According to reports, the female student built a relationship with Derasacosta before she traveled to Southern California for school. When the COVID-19 crisis took place government officials decided that some people in jail should be released to reduce the risk of contracting the virus. Derasacosta was one of these individuals who was released in early 2020.

The report of Derasacosta’s actions includes that he went to the victim’s home in San Carlos. While she was taking online classes, she saw Derasacosta use a substance that was red in color, and may have potentially been blood, use it to write her name on a wall. The female victim did not know that Derasacosta moved to San Diego when she started college at UC San Diego.  

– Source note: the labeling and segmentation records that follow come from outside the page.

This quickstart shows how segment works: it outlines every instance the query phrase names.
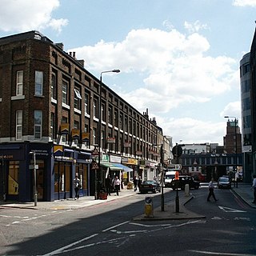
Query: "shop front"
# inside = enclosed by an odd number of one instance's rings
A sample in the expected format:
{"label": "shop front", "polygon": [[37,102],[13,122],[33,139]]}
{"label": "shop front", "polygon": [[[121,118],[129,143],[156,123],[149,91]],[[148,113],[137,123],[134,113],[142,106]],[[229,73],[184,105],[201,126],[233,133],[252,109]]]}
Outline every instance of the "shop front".
{"label": "shop front", "polygon": [[80,196],[90,194],[89,168],[90,154],[62,145],[54,146],[54,200],[74,197],[74,179],[78,174],[82,188]]}
{"label": "shop front", "polygon": [[[34,200],[34,182],[38,201],[49,198],[47,170],[50,169],[51,146],[46,143],[0,145],[0,198],[3,200]],[[36,169],[36,171],[33,170]]]}

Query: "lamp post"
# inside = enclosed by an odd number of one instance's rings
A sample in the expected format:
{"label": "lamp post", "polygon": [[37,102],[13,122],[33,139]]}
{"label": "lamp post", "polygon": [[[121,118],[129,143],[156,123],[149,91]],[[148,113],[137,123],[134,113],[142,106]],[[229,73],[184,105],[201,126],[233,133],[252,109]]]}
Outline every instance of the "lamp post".
{"label": "lamp post", "polygon": [[38,205],[38,191],[37,191],[37,166],[35,162],[35,151],[30,152],[33,155],[34,159],[34,206]]}
{"label": "lamp post", "polygon": [[[119,70],[106,70],[101,72],[101,77],[100,77],[100,83],[99,83],[99,107],[98,107],[98,170],[101,170],[101,147],[102,147],[102,74],[104,73],[119,73]],[[94,194],[94,199],[98,199],[98,184],[97,184],[97,179],[98,179],[98,171],[96,170],[95,173],[95,194]]]}
{"label": "lamp post", "polygon": [[[180,142],[182,142],[182,140],[180,140]],[[176,145],[173,148],[173,154],[174,154],[174,157],[175,158],[175,160],[176,160],[175,163],[177,163],[177,164],[178,164],[178,158],[182,154],[182,146],[185,146],[185,144],[176,143]],[[177,178],[177,180],[176,180],[176,178]],[[176,213],[179,213],[179,197],[178,197],[178,182],[179,182],[179,181],[178,181],[178,177],[176,177],[176,175],[175,175],[175,180],[176,180],[175,210],[176,210]]]}
{"label": "lamp post", "polygon": [[163,155],[163,143],[159,145],[154,145],[154,146],[160,146],[160,170],[161,170],[161,211],[165,210],[165,198],[163,194],[163,186],[164,186],[164,170],[163,170],[163,162],[164,162],[164,155]]}
{"label": "lamp post", "polygon": [[230,116],[225,116],[225,118],[234,118],[234,136],[235,136],[235,160],[234,160],[234,164],[235,164],[235,186],[238,187],[238,131],[237,131],[237,126],[238,126],[238,118],[236,117],[230,117]]}
{"label": "lamp post", "polygon": [[163,148],[162,144],[161,144],[161,166],[162,166],[162,174],[161,174],[161,211],[165,210],[165,198],[163,194],[163,186],[164,186],[164,171],[163,171]]}

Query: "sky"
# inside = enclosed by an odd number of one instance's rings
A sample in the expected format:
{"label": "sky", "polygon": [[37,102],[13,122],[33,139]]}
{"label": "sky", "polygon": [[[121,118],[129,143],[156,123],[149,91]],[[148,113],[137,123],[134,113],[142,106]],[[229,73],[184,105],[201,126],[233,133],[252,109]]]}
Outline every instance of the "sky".
{"label": "sky", "polygon": [[[38,30],[143,114],[173,142],[223,145],[241,127],[239,62],[256,0],[0,0],[0,37]],[[21,11],[22,10],[22,11]]]}

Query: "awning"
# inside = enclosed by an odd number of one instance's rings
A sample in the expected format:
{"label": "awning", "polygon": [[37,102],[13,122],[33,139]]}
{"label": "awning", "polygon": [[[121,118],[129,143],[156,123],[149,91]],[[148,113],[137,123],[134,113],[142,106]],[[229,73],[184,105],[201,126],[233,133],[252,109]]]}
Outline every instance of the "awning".
{"label": "awning", "polygon": [[[126,166],[122,165],[121,163],[114,163],[115,166],[119,166],[120,168],[122,169],[123,171],[133,171],[133,170]],[[111,169],[111,168],[110,168]]]}
{"label": "awning", "polygon": [[113,162],[101,162],[101,166],[103,167],[109,167],[111,170],[122,170],[122,168],[120,168],[118,166],[115,166]]}
{"label": "awning", "polygon": [[101,162],[101,166],[104,167],[109,167],[111,170],[123,170],[123,171],[133,171],[132,169],[129,168],[128,166],[126,166],[124,165],[122,165],[121,163],[117,162]]}

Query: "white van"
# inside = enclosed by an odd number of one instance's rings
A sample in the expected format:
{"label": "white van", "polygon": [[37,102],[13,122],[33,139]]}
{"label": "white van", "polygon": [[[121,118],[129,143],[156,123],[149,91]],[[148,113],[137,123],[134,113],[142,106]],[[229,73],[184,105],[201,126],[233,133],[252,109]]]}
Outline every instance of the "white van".
{"label": "white van", "polygon": [[173,178],[175,177],[176,170],[168,170],[165,175],[165,187],[170,187],[170,182]]}

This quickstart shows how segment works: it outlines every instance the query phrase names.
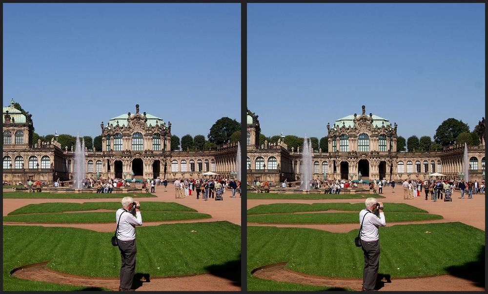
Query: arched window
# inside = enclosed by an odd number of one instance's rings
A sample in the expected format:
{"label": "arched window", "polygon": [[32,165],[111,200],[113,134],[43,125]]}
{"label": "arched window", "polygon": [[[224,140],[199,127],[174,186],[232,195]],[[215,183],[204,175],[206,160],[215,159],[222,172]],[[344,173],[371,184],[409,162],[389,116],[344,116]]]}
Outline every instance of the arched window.
{"label": "arched window", "polygon": [[413,172],[413,163],[409,160],[407,162],[407,172],[408,173]]}
{"label": "arched window", "polygon": [[399,161],[397,164],[397,169],[398,170],[398,173],[405,172],[405,165],[403,161]]}
{"label": "arched window", "polygon": [[110,151],[110,135],[107,135],[107,137],[105,138],[105,147],[107,149],[107,151]]}
{"label": "arched window", "polygon": [[132,150],[134,151],[142,150],[142,134],[139,132],[132,134]]}
{"label": "arched window", "polygon": [[268,158],[268,169],[276,169],[277,162],[276,158],[274,156],[271,156]]}
{"label": "arched window", "polygon": [[360,152],[369,151],[369,136],[367,134],[363,133],[358,136],[358,151]]}
{"label": "arched window", "polygon": [[24,132],[22,131],[17,131],[15,132],[15,144],[24,144]]}
{"label": "arched window", "polygon": [[88,172],[93,172],[93,161],[88,160]]}
{"label": "arched window", "polygon": [[386,135],[380,135],[378,138],[378,151],[386,152]]}
{"label": "arched window", "polygon": [[470,169],[478,169],[478,158],[473,156],[469,158]]}
{"label": "arched window", "polygon": [[153,134],[153,150],[161,150],[161,135]]}
{"label": "arched window", "polygon": [[171,172],[177,172],[178,171],[178,161],[177,160],[171,161]]}
{"label": "arched window", "polygon": [[329,172],[329,164],[326,161],[322,162],[322,173]]}
{"label": "arched window", "polygon": [[14,164],[14,168],[23,168],[24,158],[19,155],[15,158],[15,163]]}
{"label": "arched window", "polygon": [[114,151],[122,150],[122,134],[114,135]]}
{"label": "arched window", "polygon": [[96,172],[102,172],[102,161],[97,160],[97,162],[95,163],[95,170]]}
{"label": "arched window", "polygon": [[339,151],[346,152],[349,151],[349,137],[346,134],[341,135],[339,141]]}
{"label": "arched window", "polygon": [[47,155],[44,155],[41,158],[41,168],[51,168],[51,157],[49,157]]}
{"label": "arched window", "polygon": [[33,155],[29,158],[29,168],[37,168],[37,156]]}
{"label": "arched window", "polygon": [[181,162],[182,165],[182,172],[185,172],[187,171],[187,166],[186,166],[186,161],[184,159],[182,160]]}
{"label": "arched window", "polygon": [[264,169],[264,159],[259,156],[256,158],[256,169]]}
{"label": "arched window", "polygon": [[12,132],[10,131],[5,131],[3,132],[3,145],[6,145],[12,144]]}
{"label": "arched window", "polygon": [[10,156],[3,156],[3,169],[11,168],[12,157]]}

The actions Derasacosta took resulted in an arrest for suspicion of stalking, committing a felony while on bail, and disobeying a court order. The authorities are asking the public for any information that they can supply. 

What is Stalking in California?

California’s penal code 646.9 PC says that the crime of stalking includes following, harassing, and threatening other people so much so that the person you are attacking is concerned for their safety. Stalking in California is considered a wobbler charge, which means that it can be either charged as a misdemeanor or a felony. Time served for a conviction of a California stalking charge can mean you will spend as much as five years in jail or prison.

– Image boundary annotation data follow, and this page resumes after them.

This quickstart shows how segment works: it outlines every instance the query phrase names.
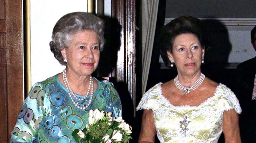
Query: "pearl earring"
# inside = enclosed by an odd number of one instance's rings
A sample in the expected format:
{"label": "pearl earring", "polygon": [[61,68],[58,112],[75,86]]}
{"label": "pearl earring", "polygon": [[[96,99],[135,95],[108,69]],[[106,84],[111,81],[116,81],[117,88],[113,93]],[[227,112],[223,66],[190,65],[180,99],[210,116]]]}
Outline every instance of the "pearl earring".
{"label": "pearl earring", "polygon": [[68,60],[67,59],[67,58],[64,57],[63,58],[63,60],[64,61],[64,62],[65,63],[68,62]]}
{"label": "pearl earring", "polygon": [[171,60],[171,67],[173,67],[173,61]]}
{"label": "pearl earring", "polygon": [[204,58],[203,57],[202,58],[202,63],[203,64],[204,63]]}

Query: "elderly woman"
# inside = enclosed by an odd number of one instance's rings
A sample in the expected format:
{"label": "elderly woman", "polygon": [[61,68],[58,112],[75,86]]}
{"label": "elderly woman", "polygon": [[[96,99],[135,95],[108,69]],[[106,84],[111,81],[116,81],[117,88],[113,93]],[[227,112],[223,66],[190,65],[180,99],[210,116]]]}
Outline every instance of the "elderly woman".
{"label": "elderly woman", "polygon": [[68,14],[57,22],[51,50],[66,69],[33,86],[18,116],[11,142],[73,143],[73,131],[85,127],[90,110],[121,116],[113,84],[91,75],[103,49],[103,28],[101,19],[85,12]]}
{"label": "elderly woman", "polygon": [[204,47],[200,23],[181,17],[162,28],[161,56],[167,67],[175,64],[178,75],[142,97],[137,108],[144,109],[139,142],[154,142],[156,132],[162,143],[217,143],[223,131],[225,143],[241,142],[238,100],[228,88],[201,72]]}

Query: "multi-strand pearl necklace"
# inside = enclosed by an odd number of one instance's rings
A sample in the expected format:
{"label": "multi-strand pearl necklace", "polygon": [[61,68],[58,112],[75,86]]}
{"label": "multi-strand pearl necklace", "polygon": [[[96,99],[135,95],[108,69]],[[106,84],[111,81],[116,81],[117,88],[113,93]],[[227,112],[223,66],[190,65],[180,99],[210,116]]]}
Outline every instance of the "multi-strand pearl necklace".
{"label": "multi-strand pearl necklace", "polygon": [[[70,86],[69,85],[69,84],[68,78],[67,77],[66,69],[65,69],[63,71],[63,72],[62,73],[62,77],[63,77],[63,80],[64,81],[64,83],[65,84],[66,88],[67,88],[67,90],[68,90],[68,93],[69,95],[69,97],[70,97],[70,98],[72,100],[72,102],[73,102],[73,103],[77,108],[83,110],[85,110],[92,103],[92,100],[93,99],[93,77],[91,76],[90,76],[90,81],[89,83],[89,87],[88,87],[88,90],[87,91],[86,95],[84,97],[81,98],[77,97],[74,94],[74,92],[73,92],[73,91],[71,89]],[[90,89],[91,89],[91,95],[90,99],[87,100],[86,99],[86,98],[87,96],[89,95]],[[87,100],[88,101],[88,104],[86,105],[85,105],[85,104],[84,104],[83,105],[81,106],[81,104],[80,104],[75,101],[75,99],[80,101]]]}
{"label": "multi-strand pearl necklace", "polygon": [[200,77],[190,87],[185,87],[180,83],[180,82],[179,81],[179,79],[178,79],[178,75],[177,75],[174,78],[174,84],[176,87],[179,89],[184,91],[184,94],[188,94],[191,91],[193,91],[199,87],[203,83],[205,77],[205,76],[201,73]]}

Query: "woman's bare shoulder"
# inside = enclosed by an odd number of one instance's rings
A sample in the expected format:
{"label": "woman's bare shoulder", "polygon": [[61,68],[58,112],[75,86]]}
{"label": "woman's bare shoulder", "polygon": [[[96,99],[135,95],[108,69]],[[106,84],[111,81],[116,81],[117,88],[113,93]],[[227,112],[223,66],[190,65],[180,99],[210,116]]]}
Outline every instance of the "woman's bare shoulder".
{"label": "woman's bare shoulder", "polygon": [[218,83],[206,77],[205,77],[204,80],[205,82],[204,86],[208,89],[212,89],[215,90],[219,85]]}

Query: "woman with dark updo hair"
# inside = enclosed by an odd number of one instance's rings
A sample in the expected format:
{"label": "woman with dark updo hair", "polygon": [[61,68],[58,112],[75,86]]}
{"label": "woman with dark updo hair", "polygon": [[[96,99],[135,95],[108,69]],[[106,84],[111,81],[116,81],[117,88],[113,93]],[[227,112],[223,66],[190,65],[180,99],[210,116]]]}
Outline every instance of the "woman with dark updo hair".
{"label": "woman with dark updo hair", "polygon": [[178,75],[142,97],[137,107],[144,110],[139,143],[154,143],[156,133],[161,143],[217,143],[223,131],[225,143],[241,142],[238,100],[229,88],[201,72],[201,28],[199,19],[182,16],[162,29],[161,56]]}
{"label": "woman with dark updo hair", "polygon": [[113,84],[91,75],[105,42],[104,27],[101,19],[83,12],[69,13],[57,22],[51,50],[66,69],[33,86],[11,142],[73,143],[73,131],[85,127],[90,110],[121,116],[120,98]]}

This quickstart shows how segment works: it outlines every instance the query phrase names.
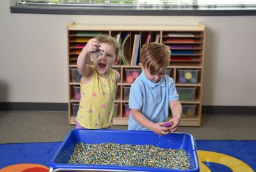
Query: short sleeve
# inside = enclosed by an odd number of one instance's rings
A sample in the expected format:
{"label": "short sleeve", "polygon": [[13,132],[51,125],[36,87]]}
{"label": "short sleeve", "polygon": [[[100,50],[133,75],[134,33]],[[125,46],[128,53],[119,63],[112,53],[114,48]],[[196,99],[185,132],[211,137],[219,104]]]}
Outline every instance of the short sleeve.
{"label": "short sleeve", "polygon": [[139,82],[134,82],[131,87],[129,97],[129,108],[141,109],[143,103],[142,86]]}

Some examples of legitimate stalking include:

  • Making excessive calls to another party when they have not asked to be called or have asked you to stop. Also, making threatening statements while on the phone.
  • Sending unwanted gifts regularly that have threatening notes.
  • Disputes with neighbors where you are making threatening statements on a daily or weekly basis about the dispute and your dissatisfaction with their actions or inactions.

To combat charges or stalking some strategies include:

  • Downplaying the threat and showing that it was not believable.
  • Saying that the plaintiff was making up stories and that the crimes you are being accused of have never happened.
  • No intent to cause terror or fear in the plaintiff ever existed.
  • You were engaging in behavior that was protected under the constitution.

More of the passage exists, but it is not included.